Dans un arrêt du 17 septembre 2018, le Conseil d'État a statué sur l'indemnisation d'un candidat évincé lors de procédures de délégation de service public (DSP). L'occasion de rappeler les règles relatives à l'infructuosité d'une procédure ainsi que les éléments pouvant être érigés en critères de sélection des offres.

En l'espèce, la commune de Fréjus avait lancé une procédure de DSP sous forme de concession pour l'aménagement et l'exploitation des lots de plages.
Titulaire sortante, la société Le Pagus s'est portée candidate lors du renouvellement de la DSP. La commune a toutefois déclaré cette procédure infructueuse et une seconde procédure a été lancée à l'issue de laquelle la société Le Pagus n'a pas été retenue.
Estimant que son éviction de ces deux procédures était irrégulière, la société malheureuse a saisi le tribunal administratif (TA) de Toulon d'une demande tendant à ce que la commune lui verse 1.023.020 euros au titre de son manque à gagner et 50.000 euros au titre de ses frais de soumissionnement.
Le TA puis la cour administrative d'appel (CAA) de Marseille ayant rejeté ses demandes, la société Le Pagus s'est pourvue en cassation devant le Conseil d'État.
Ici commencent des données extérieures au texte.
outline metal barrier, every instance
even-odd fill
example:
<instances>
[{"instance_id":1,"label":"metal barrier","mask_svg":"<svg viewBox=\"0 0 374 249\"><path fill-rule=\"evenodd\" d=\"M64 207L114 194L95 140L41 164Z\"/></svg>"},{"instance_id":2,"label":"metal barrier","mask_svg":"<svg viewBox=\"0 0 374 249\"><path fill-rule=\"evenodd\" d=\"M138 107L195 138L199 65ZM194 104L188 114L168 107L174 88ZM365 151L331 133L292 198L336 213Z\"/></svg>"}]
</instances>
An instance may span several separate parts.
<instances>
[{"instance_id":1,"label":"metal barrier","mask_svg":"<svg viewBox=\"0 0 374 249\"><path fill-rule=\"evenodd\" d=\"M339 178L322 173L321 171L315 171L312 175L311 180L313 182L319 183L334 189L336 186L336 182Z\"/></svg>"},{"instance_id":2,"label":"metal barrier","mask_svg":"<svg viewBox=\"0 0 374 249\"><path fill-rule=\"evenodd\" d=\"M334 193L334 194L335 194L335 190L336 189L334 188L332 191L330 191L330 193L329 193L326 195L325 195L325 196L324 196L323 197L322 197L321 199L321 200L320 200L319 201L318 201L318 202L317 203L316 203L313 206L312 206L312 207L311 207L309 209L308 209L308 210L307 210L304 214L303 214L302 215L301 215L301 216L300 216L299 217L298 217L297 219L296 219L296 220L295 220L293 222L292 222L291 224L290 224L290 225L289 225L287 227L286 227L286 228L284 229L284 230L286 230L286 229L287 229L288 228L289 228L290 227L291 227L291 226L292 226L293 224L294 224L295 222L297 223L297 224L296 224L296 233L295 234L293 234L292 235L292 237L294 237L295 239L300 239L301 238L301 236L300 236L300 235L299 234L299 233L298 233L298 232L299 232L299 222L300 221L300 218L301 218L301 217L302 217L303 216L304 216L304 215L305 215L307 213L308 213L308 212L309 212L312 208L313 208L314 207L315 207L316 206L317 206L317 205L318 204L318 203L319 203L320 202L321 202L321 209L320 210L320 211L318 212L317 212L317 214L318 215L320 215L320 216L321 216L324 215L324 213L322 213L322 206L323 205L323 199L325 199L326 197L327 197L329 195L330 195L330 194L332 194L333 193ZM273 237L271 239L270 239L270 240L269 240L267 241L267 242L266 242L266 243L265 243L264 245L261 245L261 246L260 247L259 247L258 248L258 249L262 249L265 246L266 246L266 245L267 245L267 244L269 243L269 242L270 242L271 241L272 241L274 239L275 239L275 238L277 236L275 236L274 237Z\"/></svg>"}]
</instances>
Pas d’obligation de conclure un marché pour la collectivité

Cette affaire a notamment permis à la haute juridiction administrative de rappeler les règles de l’infructuosité ainsi que les conséquences pour le candidat en cas l’interruption d’une procédure pour motif d’intérêt général.
Concernant la première procédure avortée, la société Le Pagus était la seule candidate. La commune avait abandonné la procédure, faute de concurrence suffisante. Elle avait alors décidé de considérer cette procédure comme infructueuse. Le TA avait réfuté l’emploi de la notion d’infructuosité. Il avait à ce titre annulé la délibération du conseil municipal déclarant la procédure infructueuse. En effet, une procédure infructueuse est caractérisée lorsqu’aucune candidature n’a été remise ou bien lorsqu’il n’a été proposé que des offres inappropriées, irrégulières ou inacceptables.
Ce n’était pas le cas en l’espèce puisque la société Le Pagus avait bien déposé une offre qui, de surcroît, était conforme au règlement de consultation.
Bien que le TA ait annulé la déclaration d’infructuosité, il n’avait pourtant pas fait droit aux demandes indemnitaires de la société. Les juges d’appel ont également refusé d’y faire droit, considérant qu’en cas d’interruption de la procédure pour motif d’intérêt général, les candidats ne pouvaient prétendre à une indemnisation au titre du manque à gagner.
En effet, la commune restait libre d’interrompre la procédure pour un motif d’intérêt général, en l’espèce l’absence de concurrence.
Lors de l’audience au Conseil d’Etat, Gilles Pellisier, rapporteur public, a insisté sur cette liberté. Prônant la liberté contractuelle, il a indiqué que l’acheteur public devait conserver une large marge d’appréciation concernant la détermination de l’intérêt général. Il a également rappelé que "le lancement d’une procédure n’entrainait pas l’obligation pour l’acheteur de conclure un contrat".
Les juges de cassation ont donc confirmé l’analyse des juges d’appel, le refus de poursuivre la procédure pour motif d’intérêt général ne permettant pas d’indemnisation au titre du manque à gagner.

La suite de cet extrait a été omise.